Les réactions ont été assez instructive. Le bureaucrate du CNT Abdel Ghoga l’a jouée Colisée dans la Rome Impériale et déclaré, “Les révolutionnaires ont eu la tête du tyran.”
Le président des Etats Unis Barack Obama a affirmé que la mort de Kadhafi signifie que “nous voyons la force du leadership américain dans le monde.” Ce qui revient à « nous l’avons eu” auquel on pouvait s’attendre, sachant également que Washington a assume pas moins de 80 % des coûts opérationnels de ces imbéciles de l’OTAN (plus d’un milliard de dollars – dont le mouvement d’occupation de Wall Street pourrait dénoncer en disant que cet argent aurait pu servir à créer des emplois aux USA). Bizarre que les Etats Unis disent maintenant « nous l’avons fait », parce que la maison Blanche a toujours affirmé que ce n’était pas une guerre ; c’était quelque chose de « cinétique ». Et ils n’étaient pas à la tête de l’intervention.
C’est le majestueux stratège de la politique étrangère, le vice président US Joe Biden, qui s’est chargé d’apporter un éclairage beaucoup plus vif que celui d’Obama : « Dans cette affaire, l’Amérique a dépensé 2 milliards de dollars et n’a pas perdu une seule vie. C’est plus de cette manière que nous traiterons les affaires du monde à l’avenir. »  Le monde est prévenu, c’est ainsi que l’empire va s’occuper de lui à partir de maintenant.

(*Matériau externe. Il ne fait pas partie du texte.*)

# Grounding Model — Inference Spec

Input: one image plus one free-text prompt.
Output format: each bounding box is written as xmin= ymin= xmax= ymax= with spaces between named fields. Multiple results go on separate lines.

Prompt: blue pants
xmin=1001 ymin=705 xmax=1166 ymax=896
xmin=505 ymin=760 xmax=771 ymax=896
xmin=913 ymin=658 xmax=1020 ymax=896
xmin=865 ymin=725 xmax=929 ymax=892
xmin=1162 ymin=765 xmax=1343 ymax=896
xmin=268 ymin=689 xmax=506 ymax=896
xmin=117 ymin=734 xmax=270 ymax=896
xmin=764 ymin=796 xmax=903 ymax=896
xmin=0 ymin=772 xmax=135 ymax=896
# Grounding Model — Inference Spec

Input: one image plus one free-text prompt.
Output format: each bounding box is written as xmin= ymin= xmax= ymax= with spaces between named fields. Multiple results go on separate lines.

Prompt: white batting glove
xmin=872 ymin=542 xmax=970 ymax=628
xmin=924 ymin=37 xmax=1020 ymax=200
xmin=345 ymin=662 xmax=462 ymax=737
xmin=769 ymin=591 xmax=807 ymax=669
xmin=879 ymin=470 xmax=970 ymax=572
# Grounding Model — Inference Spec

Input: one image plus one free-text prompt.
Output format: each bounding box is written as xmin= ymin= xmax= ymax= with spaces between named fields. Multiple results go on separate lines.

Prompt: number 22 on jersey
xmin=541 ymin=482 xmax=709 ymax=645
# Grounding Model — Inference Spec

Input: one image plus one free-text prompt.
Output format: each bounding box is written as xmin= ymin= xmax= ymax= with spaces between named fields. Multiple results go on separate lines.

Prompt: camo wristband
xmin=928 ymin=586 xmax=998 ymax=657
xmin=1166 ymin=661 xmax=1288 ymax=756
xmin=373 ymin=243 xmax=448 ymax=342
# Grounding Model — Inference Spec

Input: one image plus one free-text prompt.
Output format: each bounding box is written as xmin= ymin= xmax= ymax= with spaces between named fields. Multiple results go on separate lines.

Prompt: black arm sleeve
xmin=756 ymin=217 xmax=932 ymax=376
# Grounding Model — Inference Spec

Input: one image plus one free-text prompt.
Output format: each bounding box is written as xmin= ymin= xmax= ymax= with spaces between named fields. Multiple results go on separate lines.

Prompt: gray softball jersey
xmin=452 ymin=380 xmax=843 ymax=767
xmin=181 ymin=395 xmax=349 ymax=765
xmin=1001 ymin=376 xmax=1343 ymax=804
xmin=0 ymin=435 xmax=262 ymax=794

Sentez mon amour humanitaire
Alors félicitations à la “communauté international – qui est constituée comme chacun sait de Washington, de quelques membres dociles de l’OTAN et des familles royales démocratiques du Qatar et des Emirats Arabes Unis dans le golfe persique. Cette communauté, du moins, a apprécié le résultat. L’Union Européenne a salué « la fin d’une ère de despotisme.» Alors qu’il y a seulement quelques mois ils caressaient le burnous de Kadhafi, ils se renient maintenant dans des éditos sur les 42 ans de règne d’un “bouffon.”
La présence de Kadhafi au tribunal pénal international de La Haye aurait été des plus gênantes parce qu’il aurait volontiers rappelé les baises-mains, les accolades chaleureuses et les contrats juteux que l’Occident venait lui quémander après être passé du statut de «chien fou» (Ronald Reagan) à celui de « notre salaud. » Il aurait aussi avec plaisir donné des détails sur ces opportunistes véreux qui se font passer pour des «révolutionnaires» et des «démocrates.»

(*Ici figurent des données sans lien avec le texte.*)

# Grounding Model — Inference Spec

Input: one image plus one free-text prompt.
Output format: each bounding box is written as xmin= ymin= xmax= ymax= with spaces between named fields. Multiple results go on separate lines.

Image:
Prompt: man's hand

Parce que la notion même de droit international est au fond d’un drain aussi sale que celui où Kadhafi se terrait. Le dictateur Irakien Saddam avait au moins eu un procès bidon dans un tribunal d’opérette avant de rencontrer son bourreau. Oussama ben Laden a simplement été zigouillé, un genre d’assassinat, après une incursion en territoire pakistanais. Kadhafi a été l’objet d’une surenchère, liquidé dans un mélange de guerre aérienne et d’assassinat.

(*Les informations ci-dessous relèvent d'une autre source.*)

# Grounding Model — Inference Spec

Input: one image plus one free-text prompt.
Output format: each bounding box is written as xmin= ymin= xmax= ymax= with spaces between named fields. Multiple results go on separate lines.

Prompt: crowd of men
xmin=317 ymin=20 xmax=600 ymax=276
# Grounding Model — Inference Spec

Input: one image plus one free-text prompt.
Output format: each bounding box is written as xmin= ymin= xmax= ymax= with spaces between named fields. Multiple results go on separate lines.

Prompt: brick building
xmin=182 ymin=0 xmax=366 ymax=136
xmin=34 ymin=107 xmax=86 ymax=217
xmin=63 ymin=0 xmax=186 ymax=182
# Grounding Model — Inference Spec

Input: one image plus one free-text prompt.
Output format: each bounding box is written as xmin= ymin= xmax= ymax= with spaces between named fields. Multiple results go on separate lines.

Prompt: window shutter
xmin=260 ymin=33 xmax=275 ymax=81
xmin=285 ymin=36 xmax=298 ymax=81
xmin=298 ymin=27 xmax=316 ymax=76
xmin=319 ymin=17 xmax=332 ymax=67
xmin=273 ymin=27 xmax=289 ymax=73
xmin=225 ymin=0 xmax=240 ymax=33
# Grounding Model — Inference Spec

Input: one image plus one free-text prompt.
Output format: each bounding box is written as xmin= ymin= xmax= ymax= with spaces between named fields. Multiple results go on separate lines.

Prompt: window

De puissants vautours encombrent les cieux. Mohammed El Senoussi, l’héritier du trône libyen (le roi Idriss avait été renversé en 1969) est disponible pour un rôle de premier plan, ayant déjà fait savoir qu’il « est un serviteur du peuple libyen qui décidera ce qu’il veut. » Traduction : Je veux le trône. Il est évidemment le candidat favori de la monarchie contre-révolutionnaire d’Arabie Saoudite.
Et que dire de ces bourricots des think-tanks de Washington qui marmonnent que c’était le “moment Ceaucescu” du printemps arabe? Si seulement le dictateur Roumain avait amélioré le niveau de vie du pays – en termes d’accès aux soins, à l’éducation, d’aides aux jeunes mariés, etc. au niveau d’une partie de ce que Kadhafi a accompli en Libye. Sans oublier le fait que Nicolae Ceaucescu n’avait pas été déposé par un bombardement « humanitaire » de l’OTAN. Il faut vraiment être en état de mort cérébrale pour gober la propagande sur le caractère «humanitaire» des plus de 40 000 bombes qui  ont dévasté l’infrastructure libyenne ramenée à l’âge de pierre (vous voulez du choc et effroi au ralenti?). Ce qui n’a jamais rien eu à voir avec la R2P – le bombardement implacable de Syrte en est la preuve.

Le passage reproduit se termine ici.